30460
Early Development and ASD Risk in Neurofibromatosis Type 1

Poster Presentation
Thursday, May 2, 2019: 5:30 PM-7:00 PM
Room: 710 (Palais des congres de Montreal)
A. Kolesnik1, E. J. Jones2, J. Begum Ali2, S. Garg3, T. Charman4, J. Green3 and M. H. Johnson5, (1)Centre for Brain and Cognitive Development, Birkbeck University of London, London, United Kingdom of Great Britain and Northern Ireland, (2)Centre for Brain and Cognitive Development, Birkbeck, University of London, London, United Kingdom, (3)University of Manchester, Manchester, United Kingdom of Great Britain and Northern Ireland, (4)Institute of Psychiatry, Psychology and Neuroscience, King’s College London, London, United Kingdom, (5)Centre of Brain and Cognitive Development, Birkbeck College, University of London, London, United Kingdom
Background: Neurofibromatosis Type 1 (NF1) is a monogenic disorder which affects 1 in every 2700 births (Evans et al.,2010), with up to 25% incidence of Autism Spectrum Disorder (ASD;Garg et al.,2013) and up to 45% presenting with ASD symptomatology (Garg et al.,2015). Levels of social impairment remain the main challenge for parents and children with NF1, although very little is understood about their early development. Our initial case series analysis of 10 infants revealed early motor and language delays at 10 months of age (Kolesnik et al.,2017).

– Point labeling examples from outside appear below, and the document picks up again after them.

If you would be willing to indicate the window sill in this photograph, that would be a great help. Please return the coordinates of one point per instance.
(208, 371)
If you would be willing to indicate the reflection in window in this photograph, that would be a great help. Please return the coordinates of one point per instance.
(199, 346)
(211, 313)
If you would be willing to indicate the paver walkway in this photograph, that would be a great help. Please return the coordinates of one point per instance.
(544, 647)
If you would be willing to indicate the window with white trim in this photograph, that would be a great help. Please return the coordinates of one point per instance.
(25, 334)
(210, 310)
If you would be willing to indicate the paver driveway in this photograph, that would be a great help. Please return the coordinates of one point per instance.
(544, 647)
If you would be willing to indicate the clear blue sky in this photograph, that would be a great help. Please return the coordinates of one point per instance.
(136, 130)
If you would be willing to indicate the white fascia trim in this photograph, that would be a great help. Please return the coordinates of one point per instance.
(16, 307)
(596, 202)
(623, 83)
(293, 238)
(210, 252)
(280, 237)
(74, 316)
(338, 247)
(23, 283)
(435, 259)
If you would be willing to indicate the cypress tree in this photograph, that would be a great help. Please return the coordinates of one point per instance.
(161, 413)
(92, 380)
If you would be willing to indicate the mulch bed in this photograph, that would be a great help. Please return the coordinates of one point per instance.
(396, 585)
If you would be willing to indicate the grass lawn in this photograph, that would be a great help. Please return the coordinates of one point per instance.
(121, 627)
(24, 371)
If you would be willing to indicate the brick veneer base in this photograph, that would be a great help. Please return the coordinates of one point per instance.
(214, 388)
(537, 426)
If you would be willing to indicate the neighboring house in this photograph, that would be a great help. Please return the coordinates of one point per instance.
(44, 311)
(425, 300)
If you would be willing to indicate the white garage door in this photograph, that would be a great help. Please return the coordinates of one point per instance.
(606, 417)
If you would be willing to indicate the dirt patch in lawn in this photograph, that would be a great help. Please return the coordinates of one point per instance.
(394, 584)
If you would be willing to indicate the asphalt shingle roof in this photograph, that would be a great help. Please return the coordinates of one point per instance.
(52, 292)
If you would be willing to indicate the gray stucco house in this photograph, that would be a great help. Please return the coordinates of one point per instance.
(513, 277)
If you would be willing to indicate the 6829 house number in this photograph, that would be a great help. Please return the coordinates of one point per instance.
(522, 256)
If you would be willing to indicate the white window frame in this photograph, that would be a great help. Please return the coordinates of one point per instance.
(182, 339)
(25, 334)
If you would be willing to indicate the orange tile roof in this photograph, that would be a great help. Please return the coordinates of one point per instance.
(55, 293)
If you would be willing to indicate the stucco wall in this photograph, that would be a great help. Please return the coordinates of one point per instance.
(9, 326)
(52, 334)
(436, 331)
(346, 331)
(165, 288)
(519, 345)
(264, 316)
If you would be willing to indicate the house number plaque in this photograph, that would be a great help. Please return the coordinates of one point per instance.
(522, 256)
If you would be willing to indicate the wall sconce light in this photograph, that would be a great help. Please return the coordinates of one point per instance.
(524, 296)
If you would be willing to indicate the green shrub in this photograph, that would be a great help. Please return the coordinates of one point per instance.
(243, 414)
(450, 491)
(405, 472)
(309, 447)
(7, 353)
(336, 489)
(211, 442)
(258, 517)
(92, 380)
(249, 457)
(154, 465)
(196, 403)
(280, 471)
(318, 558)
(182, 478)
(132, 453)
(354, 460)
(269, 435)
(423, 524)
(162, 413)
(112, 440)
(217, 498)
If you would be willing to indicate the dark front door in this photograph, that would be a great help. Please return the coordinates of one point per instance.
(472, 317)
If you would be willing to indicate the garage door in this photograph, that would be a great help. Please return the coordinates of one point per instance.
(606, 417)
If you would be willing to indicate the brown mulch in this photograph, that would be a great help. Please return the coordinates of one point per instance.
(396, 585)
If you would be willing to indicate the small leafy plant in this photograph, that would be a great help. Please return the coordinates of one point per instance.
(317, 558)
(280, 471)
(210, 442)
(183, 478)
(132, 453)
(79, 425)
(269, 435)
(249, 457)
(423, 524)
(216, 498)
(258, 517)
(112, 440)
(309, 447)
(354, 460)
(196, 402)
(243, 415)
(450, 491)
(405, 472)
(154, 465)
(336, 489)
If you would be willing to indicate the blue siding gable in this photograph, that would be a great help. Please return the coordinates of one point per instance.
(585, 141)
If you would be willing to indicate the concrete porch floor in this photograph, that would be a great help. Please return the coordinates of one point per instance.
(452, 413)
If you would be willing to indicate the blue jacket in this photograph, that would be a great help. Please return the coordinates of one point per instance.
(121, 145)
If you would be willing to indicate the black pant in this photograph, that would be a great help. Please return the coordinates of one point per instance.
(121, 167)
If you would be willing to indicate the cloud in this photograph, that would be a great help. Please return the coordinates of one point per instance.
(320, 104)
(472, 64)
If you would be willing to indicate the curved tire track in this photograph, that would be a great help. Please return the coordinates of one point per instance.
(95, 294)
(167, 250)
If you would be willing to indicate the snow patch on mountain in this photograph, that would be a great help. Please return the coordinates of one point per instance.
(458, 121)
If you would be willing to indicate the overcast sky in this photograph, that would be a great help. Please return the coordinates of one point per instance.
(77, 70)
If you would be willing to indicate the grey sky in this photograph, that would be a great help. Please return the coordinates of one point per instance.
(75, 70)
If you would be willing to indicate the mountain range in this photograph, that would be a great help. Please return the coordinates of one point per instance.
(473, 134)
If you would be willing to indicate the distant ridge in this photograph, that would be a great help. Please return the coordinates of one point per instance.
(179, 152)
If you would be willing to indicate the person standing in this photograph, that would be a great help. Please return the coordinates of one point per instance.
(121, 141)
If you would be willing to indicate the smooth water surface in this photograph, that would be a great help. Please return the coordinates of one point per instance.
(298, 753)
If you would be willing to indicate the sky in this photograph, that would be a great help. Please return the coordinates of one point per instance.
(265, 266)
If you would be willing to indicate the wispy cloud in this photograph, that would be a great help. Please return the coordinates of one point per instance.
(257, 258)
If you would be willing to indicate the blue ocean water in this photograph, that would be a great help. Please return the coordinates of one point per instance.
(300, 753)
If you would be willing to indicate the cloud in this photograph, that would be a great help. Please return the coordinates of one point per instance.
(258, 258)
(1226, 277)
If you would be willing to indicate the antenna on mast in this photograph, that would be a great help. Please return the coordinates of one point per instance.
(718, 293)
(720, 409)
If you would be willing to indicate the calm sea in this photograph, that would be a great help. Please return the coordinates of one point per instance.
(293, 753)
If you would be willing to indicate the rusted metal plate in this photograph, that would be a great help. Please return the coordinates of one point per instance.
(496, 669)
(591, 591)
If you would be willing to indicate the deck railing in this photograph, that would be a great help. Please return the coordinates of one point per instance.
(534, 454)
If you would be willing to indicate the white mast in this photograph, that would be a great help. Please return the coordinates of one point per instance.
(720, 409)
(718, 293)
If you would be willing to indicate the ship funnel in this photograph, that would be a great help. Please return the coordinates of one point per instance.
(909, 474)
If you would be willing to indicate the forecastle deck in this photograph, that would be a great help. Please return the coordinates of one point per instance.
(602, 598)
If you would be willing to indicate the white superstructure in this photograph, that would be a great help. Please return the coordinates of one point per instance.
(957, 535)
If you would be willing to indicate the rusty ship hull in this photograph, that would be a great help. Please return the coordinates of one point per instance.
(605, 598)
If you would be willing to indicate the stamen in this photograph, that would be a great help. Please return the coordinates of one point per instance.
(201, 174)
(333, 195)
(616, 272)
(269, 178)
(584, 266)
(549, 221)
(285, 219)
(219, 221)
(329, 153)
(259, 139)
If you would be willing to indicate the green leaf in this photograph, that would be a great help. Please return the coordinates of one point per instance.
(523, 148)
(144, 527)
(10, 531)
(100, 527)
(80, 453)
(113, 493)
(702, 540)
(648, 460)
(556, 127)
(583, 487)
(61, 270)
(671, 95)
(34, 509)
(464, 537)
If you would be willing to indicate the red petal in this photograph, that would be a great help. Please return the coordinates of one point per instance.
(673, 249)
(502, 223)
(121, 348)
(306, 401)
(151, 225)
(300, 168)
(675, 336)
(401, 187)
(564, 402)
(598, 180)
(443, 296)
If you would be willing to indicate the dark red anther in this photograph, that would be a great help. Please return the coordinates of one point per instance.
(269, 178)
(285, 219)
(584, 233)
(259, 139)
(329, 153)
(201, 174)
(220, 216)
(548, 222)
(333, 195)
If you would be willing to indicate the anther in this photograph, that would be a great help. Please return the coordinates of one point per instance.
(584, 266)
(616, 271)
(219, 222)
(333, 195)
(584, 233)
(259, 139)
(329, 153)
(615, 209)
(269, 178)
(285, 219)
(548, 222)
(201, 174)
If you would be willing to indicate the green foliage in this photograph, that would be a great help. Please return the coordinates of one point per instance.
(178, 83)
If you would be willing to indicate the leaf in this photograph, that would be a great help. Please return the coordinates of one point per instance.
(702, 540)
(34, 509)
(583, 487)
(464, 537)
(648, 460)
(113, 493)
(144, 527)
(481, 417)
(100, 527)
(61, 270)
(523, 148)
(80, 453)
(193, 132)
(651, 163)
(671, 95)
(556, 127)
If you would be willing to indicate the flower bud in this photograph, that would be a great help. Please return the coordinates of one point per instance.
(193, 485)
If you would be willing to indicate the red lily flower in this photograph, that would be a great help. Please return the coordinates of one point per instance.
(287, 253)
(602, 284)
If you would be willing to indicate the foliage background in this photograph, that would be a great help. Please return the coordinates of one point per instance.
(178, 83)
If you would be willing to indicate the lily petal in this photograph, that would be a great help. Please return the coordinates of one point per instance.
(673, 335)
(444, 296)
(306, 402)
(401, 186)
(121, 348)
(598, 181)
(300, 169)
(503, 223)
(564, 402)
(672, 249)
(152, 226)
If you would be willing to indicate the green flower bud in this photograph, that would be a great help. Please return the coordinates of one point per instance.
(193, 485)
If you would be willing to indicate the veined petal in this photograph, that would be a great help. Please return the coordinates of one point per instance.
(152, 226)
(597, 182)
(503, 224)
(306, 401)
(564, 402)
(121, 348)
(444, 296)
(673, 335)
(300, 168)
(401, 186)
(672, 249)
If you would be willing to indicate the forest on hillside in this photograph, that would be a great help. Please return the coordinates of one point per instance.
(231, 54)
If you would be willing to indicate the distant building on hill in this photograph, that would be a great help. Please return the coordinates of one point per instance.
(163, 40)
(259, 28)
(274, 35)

Objectives: This project is designed to help identify early behavioural and neurophysiological markers of ASD in NF1, as well as gain a broader understanding of developmental trajectories. It further explores possible common pathways of ASD in children with NF1 and those without genetic disorders to inform construction of individualised intervention protocols.

Methods: We present data from a prospective study of infants with NF1 at 10 (n=10) and 14 (n=10) months. Data collection is ongoing and the final presentation will include data from 30 infants with NF1 recruited into the study. Results from a series of standardised assessments (Mullen,1995; McKinlay et al.,2011) were compared to a cohort of infants with familial risk of ASD including infants with a three-year diagnosis of ASD (HR-ASD:n=34), atypical (HR-Atyp:n=44) and typical development (HR-TD:n=89), as well as low risk controls (LR:n=89), co-varied by age (in days).

Results: Follow-up assessments at 14 months mirrored our initial findings (Fig1), showing reduced motor abilities in NF1 than non-ASD (HR-TD, HR-Atyp, LR) groups [Mullen Gross Motor(GM): ps=.03-.007], but not HR-ASD [p=n.s.]. Fine Motor(FM) and Vineland Adaptive Motor(VAM) scores were significantly lower in NF1 than all other groups [ps<.001]. Additionally, the NF1 group showed significant impairment in language ability, including lower Expressive (EL) [p=.033, η2=.07], Receptive Language(RL) [p=.022, η2=.044] and Adaptive Communication(VAC) scores [p<.001,η2=.11], with significant differences between NF1 and LR groups only. Age comparisons (10 vs.14m) revealed age x outcome interaction for EL [p=.03, η2=.023], RL [p=.02, η2=.024], and VAC[p=.008, η2=.01] scores, with comparable low scores in NF1 and HR-ASD groups, and lowest overall EL scores in NF1 group [ps ≤.001].

Conclusions: There are notable developmental difficulties in infants with NF1 in motor and language domains, which are similar to infants with later ASD diagnosis. Social skills are reported to be less affected at both time-points, which is unexpected relative to difficulties reported in later life. Based on our findings of pervasive language impairment in NF1 cohort, we will further discuss EEG data from an auditory habituation task (analysis ongoing), which was reported to show sensitivity to early variation in language growth (Kolesnik et al.,in review; Benasich et al.,2002). We hope to explore the relationship between neural markers of auditory processing and language difficulties observed in infants with NF1 and those with a later diagnosis of ASD. Using a prospective design will further help identify the time-window where these early impairments may be addressed.